I clambered up to the doorway and peered in. Swallows chattered and screamed on the stair landing and I spotted a couple of nests clinging to the wall. As I stood watching, the birds swept in and out of the door, swooping past me, and I was reminded of my little resident tree swallow who had successfully raised two babies in my back yard. I felt immensely guilty that I'd invaded their space and determined that my visit would be short and swift, feeling a little mournful at the same time because I'd be unable to stay and concentrate on getting some good photos in the first abandoned property I'd been in for months. But I was now acutely aware that there were eggs or babies that needed their mothers' attention and so I hurried forwards into the hallway.
The lighting was great inside, casting sunlight and shadows throughout the broken interior. I was aware of interesting bottles and decaying material, shattered furniture and much paperwork scattered around, but those birds behind me were not letting up, constantly and furiously berating me for having the audacity to enter their abode. Without investigating these pieces of interest further I instead snapped a couple of photos of a parlor, and the side porch through old distorted glass, and then walked carefully to the stairs.
And no, I wasn't going to be permitted entry to that floor; the swallows shrilled and increased their swooping activity. I swear if they had got bombs they would have dropped them on me. I quickly shot a photo through a half closed door of an old jacket and hangers, and then backed out of the house, the screaming birds' voices rising to, it seemed to me, a crescendo.
I was actually immensely relieved to be back outside and made my way around the side of the house as quickly as possible, avoiding bricks and potholes, but managing to spot the worst termite damage I've ever seen on a home. The birds were still swooping above in the sky, but they were quietening down a little, a couple entering the door before I'd even turned the corner. I felt glad to leave them to their motherly duties and hoped they wouldn't have any other disturbances for a while.
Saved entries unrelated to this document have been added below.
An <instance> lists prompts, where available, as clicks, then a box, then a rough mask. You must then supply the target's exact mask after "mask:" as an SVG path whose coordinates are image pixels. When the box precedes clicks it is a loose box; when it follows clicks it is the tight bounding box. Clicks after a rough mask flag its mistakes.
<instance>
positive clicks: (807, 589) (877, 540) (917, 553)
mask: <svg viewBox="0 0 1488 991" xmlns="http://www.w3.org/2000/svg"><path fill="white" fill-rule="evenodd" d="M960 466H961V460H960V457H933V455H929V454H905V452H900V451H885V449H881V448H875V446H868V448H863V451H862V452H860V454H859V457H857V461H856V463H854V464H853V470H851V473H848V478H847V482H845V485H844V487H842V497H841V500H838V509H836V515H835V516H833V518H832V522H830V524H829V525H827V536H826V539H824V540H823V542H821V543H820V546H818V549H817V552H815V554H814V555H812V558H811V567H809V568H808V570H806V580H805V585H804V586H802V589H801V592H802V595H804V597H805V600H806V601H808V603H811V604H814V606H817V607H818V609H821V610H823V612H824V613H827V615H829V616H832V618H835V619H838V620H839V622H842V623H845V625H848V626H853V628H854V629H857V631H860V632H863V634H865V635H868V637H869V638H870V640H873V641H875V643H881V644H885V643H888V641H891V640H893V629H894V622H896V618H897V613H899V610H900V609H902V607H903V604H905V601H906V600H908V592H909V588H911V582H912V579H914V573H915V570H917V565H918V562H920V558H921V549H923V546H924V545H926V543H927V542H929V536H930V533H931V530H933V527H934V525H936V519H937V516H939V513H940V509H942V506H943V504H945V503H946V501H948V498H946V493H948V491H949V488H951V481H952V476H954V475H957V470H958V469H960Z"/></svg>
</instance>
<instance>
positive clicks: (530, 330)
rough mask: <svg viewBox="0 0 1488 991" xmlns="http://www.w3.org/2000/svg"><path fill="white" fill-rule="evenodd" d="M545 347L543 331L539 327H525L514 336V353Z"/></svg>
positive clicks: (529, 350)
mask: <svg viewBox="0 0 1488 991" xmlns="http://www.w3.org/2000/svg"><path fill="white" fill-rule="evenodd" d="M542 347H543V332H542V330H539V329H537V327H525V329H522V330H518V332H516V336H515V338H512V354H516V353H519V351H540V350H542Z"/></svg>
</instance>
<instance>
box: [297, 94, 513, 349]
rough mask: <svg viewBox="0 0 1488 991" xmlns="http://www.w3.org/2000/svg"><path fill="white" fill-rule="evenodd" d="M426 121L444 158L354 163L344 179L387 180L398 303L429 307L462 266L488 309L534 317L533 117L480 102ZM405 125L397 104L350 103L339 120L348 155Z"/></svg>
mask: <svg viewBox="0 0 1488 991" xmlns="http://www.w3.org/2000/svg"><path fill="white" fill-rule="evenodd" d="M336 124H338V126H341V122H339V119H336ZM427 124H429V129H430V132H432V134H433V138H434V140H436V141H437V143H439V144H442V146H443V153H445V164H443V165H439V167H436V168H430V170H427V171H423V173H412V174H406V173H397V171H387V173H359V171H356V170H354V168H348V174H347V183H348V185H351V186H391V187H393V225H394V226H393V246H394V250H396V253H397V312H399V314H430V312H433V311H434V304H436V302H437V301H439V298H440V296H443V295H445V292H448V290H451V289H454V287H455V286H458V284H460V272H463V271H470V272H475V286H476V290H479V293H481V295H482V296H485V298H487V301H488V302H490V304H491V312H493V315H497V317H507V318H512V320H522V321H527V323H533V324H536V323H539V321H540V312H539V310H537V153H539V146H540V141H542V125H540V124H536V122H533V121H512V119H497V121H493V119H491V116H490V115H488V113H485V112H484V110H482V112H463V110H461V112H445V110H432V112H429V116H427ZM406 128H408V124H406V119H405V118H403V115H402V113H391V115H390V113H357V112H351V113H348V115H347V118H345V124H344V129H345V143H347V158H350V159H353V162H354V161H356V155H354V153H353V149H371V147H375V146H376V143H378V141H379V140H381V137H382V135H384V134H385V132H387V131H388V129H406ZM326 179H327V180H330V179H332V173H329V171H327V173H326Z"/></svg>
One last photo from the front of the house by the shed and then I ambled, a lot more leisurely now, towards an old barn where I'd spotted some beat up vehicles. I couldn't hear the swallows at all, instead a low insect hum filled the air. No damp dust or debris stank out here, just the sweetness of hay and wild flowers. I stood, breathing deeply, and relishing the coolness of the shade thrown down by the bent and warped wooden planks of the barn walls. It was glorious to just be still, enjoying the warm country air against my face, the perfume of summer, the freedom of not wearing a mask, which I have to for much of my day at work. I walked through the grass, exploring the rusted pieces of forgotten farm machinery, dark ivy slowly pulling up a blanket of leaves to hide them from the world. A couple of bleached trucks stood in the sun, their paint revealing little of the original color, wheels sunk deep in the meadow as the grasses and flowers decorated their sides more prettily than spray on paint ever could.
I looked over to the old farmhouse, wondering if those swallows had finally calmed down and were once again back on their nests in that dismal, dark, but at least cool and dry, hallway. I'd likely not even be a distant memory by dusk. Anyway, I hoped not. It was time for them to settle down for the approaching evening and time for me to don the mask, perpetually hanging around my neck, as I drove to the store to shop for dinner.